DUBAI: India has urged oil-producing and consuming countries to evolve a mechanism that would regulate oil prices, by allowing them to fluctuate within a fixed range.

Speaking at a meeting of oil-producing and consuming countries in Saudi Arabia’s port city of Jeddah, Finance Minister P. Chidambaram proposed the adoption of a “Price Band Mechanism.”

“We have a proposal that will instil mutual confidence. We propose that we adopt a Price Band Mechanism. Consuming countries must guarantee that oil prices will not fall below an agreed level and producing countries must guarantee that oil prices will not rise above a guaranteed level,” the Minister observed. He added that market forces should be allowed to determine prices “in the band between these levels.”
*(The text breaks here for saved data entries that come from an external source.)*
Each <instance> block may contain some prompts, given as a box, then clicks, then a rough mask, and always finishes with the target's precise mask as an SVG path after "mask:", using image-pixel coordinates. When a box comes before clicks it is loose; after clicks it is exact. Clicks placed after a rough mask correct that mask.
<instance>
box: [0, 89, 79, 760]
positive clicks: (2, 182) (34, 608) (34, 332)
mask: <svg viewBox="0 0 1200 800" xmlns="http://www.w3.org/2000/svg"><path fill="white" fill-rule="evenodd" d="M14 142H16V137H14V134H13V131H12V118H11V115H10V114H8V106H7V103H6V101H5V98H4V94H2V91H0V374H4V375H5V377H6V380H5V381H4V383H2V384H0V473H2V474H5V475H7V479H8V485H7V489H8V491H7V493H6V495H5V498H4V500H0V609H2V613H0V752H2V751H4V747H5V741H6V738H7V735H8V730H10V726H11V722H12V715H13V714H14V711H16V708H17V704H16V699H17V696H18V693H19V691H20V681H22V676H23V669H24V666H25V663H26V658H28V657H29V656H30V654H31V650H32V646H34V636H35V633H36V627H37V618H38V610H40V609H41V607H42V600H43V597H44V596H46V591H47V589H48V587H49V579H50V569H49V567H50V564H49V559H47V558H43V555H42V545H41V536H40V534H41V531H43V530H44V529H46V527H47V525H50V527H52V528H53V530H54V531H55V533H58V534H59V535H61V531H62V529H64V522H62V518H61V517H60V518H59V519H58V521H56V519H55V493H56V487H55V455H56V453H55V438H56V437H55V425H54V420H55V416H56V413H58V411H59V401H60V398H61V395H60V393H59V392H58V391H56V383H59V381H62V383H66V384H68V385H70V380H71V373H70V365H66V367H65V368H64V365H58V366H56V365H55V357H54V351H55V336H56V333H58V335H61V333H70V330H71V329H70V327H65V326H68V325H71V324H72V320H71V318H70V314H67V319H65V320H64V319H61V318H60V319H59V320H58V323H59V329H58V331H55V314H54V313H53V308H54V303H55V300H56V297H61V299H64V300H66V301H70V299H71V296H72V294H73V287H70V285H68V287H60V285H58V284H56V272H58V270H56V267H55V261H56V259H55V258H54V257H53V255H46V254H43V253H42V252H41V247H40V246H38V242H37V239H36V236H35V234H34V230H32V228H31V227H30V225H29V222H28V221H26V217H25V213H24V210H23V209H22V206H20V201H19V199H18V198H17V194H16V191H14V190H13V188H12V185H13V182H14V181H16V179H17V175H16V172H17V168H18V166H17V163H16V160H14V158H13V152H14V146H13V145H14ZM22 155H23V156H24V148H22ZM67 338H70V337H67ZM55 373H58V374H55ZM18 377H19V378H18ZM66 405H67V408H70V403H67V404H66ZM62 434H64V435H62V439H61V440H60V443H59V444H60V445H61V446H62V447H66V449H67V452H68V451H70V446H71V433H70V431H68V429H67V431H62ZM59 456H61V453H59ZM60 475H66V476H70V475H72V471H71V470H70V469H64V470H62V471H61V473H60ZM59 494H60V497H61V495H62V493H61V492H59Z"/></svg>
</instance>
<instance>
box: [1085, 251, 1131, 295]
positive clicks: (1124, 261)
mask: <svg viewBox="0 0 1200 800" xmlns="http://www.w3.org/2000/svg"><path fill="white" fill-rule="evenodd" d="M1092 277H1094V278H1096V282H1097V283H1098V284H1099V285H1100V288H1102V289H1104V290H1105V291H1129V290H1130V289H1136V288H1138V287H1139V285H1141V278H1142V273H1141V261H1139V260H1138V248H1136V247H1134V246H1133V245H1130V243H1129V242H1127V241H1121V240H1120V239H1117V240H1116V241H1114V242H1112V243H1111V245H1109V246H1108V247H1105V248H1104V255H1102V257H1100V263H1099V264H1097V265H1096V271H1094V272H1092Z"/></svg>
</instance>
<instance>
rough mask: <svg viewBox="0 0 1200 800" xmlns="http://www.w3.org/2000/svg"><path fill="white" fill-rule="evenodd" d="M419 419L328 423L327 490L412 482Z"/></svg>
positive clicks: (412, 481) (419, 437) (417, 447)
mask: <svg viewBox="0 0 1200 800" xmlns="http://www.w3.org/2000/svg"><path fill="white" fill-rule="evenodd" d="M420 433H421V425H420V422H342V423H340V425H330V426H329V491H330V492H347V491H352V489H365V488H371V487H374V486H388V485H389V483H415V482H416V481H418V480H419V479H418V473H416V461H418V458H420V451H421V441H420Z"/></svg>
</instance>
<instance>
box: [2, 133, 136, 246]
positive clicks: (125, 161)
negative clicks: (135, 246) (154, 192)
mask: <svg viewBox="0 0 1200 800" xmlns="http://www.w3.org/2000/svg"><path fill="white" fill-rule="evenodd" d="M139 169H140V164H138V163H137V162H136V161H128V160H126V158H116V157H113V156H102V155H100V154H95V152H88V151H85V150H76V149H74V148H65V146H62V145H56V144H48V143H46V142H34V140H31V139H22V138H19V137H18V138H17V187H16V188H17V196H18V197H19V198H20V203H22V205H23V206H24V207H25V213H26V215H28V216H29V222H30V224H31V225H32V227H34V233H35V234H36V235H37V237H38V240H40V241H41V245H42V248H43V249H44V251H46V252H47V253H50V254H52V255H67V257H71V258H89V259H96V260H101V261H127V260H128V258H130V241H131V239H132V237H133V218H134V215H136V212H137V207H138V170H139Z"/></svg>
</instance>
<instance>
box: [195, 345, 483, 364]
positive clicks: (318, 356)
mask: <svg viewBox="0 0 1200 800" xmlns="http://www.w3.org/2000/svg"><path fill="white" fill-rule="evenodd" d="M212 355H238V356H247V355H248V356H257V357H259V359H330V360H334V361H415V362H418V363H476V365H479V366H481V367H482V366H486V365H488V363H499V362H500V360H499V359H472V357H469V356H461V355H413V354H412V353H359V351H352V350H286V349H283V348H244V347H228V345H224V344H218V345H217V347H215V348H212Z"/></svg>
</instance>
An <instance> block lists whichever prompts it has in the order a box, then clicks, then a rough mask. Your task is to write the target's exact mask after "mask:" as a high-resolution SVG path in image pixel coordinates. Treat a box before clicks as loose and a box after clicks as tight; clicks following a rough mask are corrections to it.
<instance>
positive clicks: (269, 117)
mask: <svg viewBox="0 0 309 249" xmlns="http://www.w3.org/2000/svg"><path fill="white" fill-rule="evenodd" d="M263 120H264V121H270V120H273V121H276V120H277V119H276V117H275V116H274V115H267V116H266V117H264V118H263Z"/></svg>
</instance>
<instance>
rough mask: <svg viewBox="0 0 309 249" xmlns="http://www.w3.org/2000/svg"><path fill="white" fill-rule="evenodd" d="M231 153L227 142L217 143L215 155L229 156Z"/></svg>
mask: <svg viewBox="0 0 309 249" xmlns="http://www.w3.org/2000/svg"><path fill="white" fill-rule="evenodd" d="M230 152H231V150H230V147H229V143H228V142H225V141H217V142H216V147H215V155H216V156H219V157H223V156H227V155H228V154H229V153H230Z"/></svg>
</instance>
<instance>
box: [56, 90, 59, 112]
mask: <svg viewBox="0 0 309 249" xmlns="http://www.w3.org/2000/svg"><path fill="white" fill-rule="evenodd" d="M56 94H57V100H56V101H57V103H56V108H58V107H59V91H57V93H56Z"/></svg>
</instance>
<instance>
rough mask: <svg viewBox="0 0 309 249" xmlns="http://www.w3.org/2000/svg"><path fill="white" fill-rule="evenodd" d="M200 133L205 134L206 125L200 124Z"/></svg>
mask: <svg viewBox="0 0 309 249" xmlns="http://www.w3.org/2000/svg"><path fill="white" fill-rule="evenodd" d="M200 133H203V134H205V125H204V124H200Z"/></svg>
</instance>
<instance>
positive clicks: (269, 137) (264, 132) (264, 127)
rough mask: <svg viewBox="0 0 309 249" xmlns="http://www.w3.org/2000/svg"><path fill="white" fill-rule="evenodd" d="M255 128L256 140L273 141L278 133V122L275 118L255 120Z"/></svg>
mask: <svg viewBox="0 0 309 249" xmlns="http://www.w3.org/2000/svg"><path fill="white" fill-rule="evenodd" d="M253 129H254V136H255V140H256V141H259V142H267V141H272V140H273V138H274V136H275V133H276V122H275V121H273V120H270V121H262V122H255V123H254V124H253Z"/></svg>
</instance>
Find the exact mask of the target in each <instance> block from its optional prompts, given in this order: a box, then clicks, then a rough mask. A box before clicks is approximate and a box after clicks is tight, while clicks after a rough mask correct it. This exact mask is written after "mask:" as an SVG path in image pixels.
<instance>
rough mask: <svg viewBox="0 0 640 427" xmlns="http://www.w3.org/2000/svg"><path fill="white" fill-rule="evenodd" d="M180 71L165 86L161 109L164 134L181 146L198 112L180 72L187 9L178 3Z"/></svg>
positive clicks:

Voicing concerns of the developing world, Mr. Chidambaram said the current level of oil prices was neither in the interest of oil-producing countries nor the consuming countries. “If the global economy slows down or slips into a recession due to high oil prices, that will eventually hurt all of us.”

The Minister stressed that the rising demand for oil was not responsible for the surge in prices. Instead, speculators had played a key role in pushing the price to record highs within the last one year. “Respectfully, we reject the suggestion that rising demand is the cause for spiralling oil prices. Surely, demand and supply dynamics cannot explain what has happened over the last 12 months. How is it that the oil price was $70 a barrel in August 2007 and how is it that it has doubled when there has been no dramatic change in demand?”

Mr. Chidambaram added that the current pandemonium in oil prices lay in “unregulated over-the-counter markets and futures trading in oil.”

“There is ample evidence that large financial institutions, pension funds, hedge funds, etc., have channelised billions of dollars, nay, trillions of dollars, into commodity investments. It is common knowledge that these financial transactions are unregulated and highly opaque. The demand for oil generated by these funds is purely speculative demand. In our view, the time has come for producers — especially OPEC — and consumers to wrest control over oil trading from the hands of the speculators.”

The Minister acknowledged that heavy investments were required in oil exploration and refining to augment long-term supplies. He proposed that oil-producing countries, which benefited from high prices, should fund capacity expansion requiring an investment of $10 trillion.